At the same time that my mother had gotten sick, I was caring for my late husband’s mother, who had been diagnosed with Alzheimer’s and lung cancer in 2013.  Two weeks after my mother passed away, I brought my mother-in-law to live with me.  I had made a promise to my husband that I would take care of her, and when the time came, I stood by that promise.  I took college courses on Alzheimer’s and Dementia, its epidemiology, and how to best provide customized care for anyone experiencing symptoms of Dementia or Alzheimer’s disease.
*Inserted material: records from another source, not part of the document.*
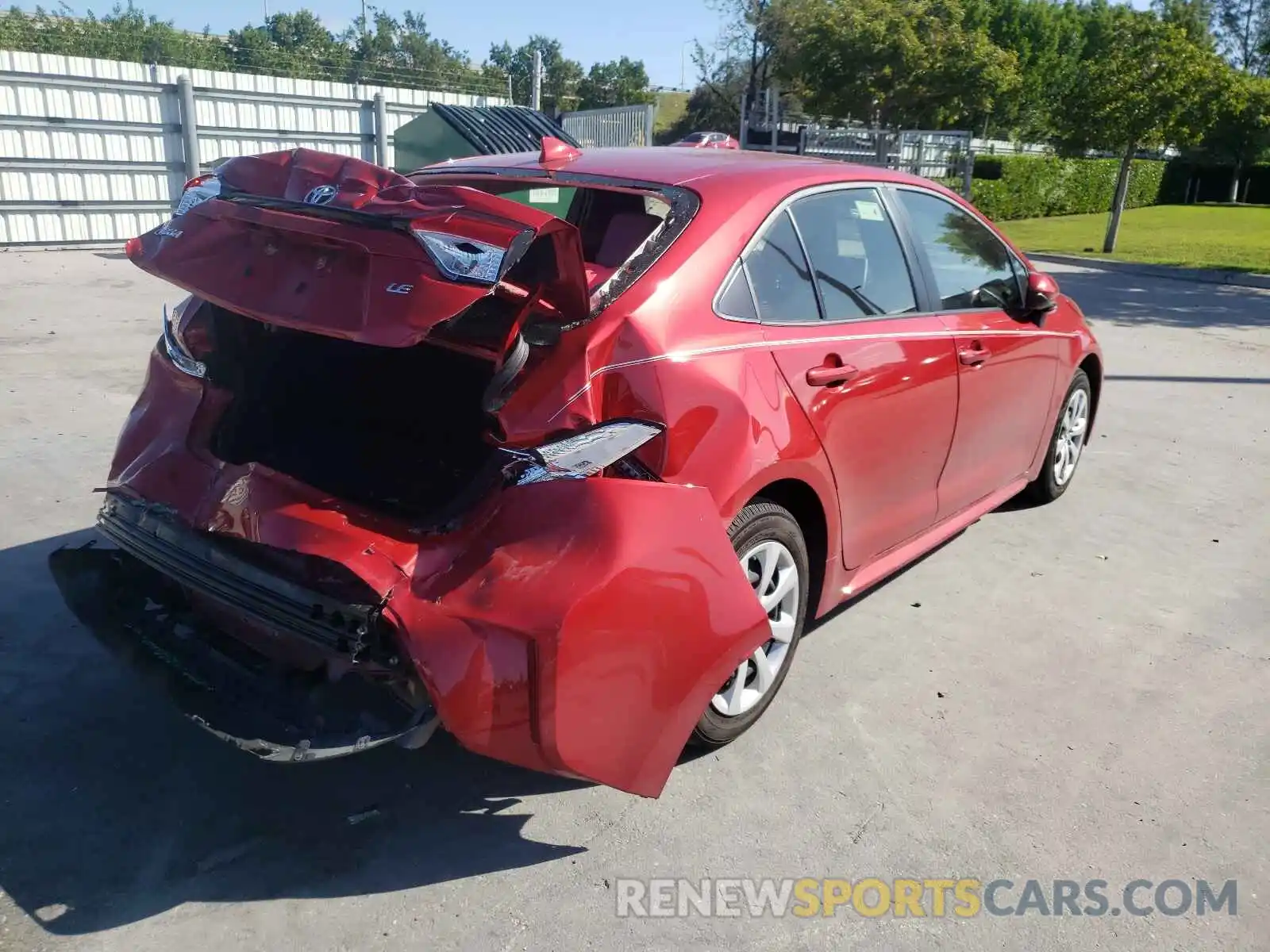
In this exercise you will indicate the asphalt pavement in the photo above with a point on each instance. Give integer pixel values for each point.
(1076, 692)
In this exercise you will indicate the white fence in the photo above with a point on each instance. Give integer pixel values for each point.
(94, 152)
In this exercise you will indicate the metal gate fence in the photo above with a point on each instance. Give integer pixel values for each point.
(618, 127)
(94, 152)
(944, 156)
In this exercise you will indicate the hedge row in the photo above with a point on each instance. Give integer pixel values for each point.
(1212, 183)
(1034, 187)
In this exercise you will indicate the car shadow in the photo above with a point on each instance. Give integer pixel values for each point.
(117, 809)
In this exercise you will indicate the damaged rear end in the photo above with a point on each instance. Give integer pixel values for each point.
(323, 539)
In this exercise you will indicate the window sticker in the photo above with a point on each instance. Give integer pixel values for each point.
(869, 211)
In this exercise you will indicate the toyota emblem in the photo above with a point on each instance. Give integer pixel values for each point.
(323, 194)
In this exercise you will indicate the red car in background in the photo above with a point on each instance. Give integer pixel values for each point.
(708, 140)
(416, 454)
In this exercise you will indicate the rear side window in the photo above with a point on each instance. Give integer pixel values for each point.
(780, 276)
(737, 301)
(860, 268)
(972, 267)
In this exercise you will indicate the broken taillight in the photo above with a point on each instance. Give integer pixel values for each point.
(583, 454)
(187, 336)
(196, 192)
(461, 259)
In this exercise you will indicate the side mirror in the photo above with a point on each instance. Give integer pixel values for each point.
(1041, 296)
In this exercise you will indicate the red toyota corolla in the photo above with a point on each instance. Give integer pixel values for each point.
(416, 452)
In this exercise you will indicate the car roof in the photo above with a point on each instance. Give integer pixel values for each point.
(702, 169)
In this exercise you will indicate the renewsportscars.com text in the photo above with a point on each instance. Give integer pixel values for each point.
(962, 898)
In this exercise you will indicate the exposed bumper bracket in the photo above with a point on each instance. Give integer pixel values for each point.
(276, 714)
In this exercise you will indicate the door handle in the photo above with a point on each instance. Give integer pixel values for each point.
(972, 355)
(831, 372)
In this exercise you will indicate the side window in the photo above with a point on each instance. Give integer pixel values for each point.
(737, 301)
(859, 264)
(780, 276)
(972, 267)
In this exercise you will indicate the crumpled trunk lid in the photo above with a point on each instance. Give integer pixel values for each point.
(323, 243)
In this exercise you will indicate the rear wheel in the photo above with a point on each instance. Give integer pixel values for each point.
(1066, 444)
(772, 554)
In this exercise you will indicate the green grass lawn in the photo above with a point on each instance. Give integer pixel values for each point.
(1191, 236)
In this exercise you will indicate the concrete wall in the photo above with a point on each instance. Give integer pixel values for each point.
(93, 152)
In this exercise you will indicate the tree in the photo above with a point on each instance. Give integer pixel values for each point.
(893, 63)
(1048, 38)
(1149, 86)
(292, 44)
(740, 63)
(1241, 126)
(1195, 17)
(1244, 29)
(618, 83)
(125, 33)
(562, 76)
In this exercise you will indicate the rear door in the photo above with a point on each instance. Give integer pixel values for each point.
(833, 289)
(1007, 367)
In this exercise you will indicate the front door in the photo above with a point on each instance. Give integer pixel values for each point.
(833, 290)
(1007, 367)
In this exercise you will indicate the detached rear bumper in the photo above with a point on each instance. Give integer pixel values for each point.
(575, 626)
(272, 711)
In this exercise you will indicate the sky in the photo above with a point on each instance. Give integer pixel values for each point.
(660, 35)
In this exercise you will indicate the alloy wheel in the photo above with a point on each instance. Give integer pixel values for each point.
(1071, 436)
(772, 574)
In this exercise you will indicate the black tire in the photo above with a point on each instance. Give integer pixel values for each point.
(759, 522)
(1045, 488)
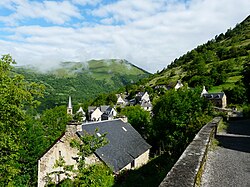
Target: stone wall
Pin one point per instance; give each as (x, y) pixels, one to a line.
(47, 161)
(187, 169)
(138, 162)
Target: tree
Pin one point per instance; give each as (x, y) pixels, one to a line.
(54, 122)
(92, 175)
(178, 115)
(15, 95)
(139, 119)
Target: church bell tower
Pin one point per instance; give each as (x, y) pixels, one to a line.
(69, 108)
I became Support Care Certified in order to provide her with the best possible care as her dementia worsened and her health declined.  I set up the perfect environment for her, complete with hospital bed with air mattress and any other medical supplies and equipment that may be needed.  When the time came, I had the knowledge and understanding that was needed to bring hospice into our home, and I knew how to provide the palliative care she needed.  Less than a year after caring for my mother as she gained her angel wings, I sat with my mother in law, holding her hand, as she, too, gained her angel wings.

Making a special birthday

Mine is not a sad story, nor is it a story to be told with tears of sympathy.  Mine is the story of a Certified Nursing Assistant’s journey through time.  Over the years, as I have worked in numerous health care settings, cared for people of all ages and ethnic backgrounds, at every level of need varying from rehabilitation from motor vehicle accidents to end stage leukemia, and I have learned that my role as a CNA is tantamount to the quality of life that each person I care for has.  I have also learned first-hand how difficult it is to be the “family member” and today I am guided by compassion and empathy whenever I walk onto any unit.  I care for each and every person as if that person is a member of my family, I respect the family equally, and I never forget to let them know how important they are.  I kiss foreheads good night as I turn the lights out at day’s end, I sing Somewhere Over The Rainbow as I am giving showers, I bake birthday cakes for the ones who have no family to celebrate another wonderful year, I work holidays and weekends, I work doubles when staffing is short, I hold the hands of those who are nearing the end of their life story, I dance, I cry, and I love the fact that I can care for those who need it without a second’s hesitation.

My name is Kim, I am a CNA, and this is my story.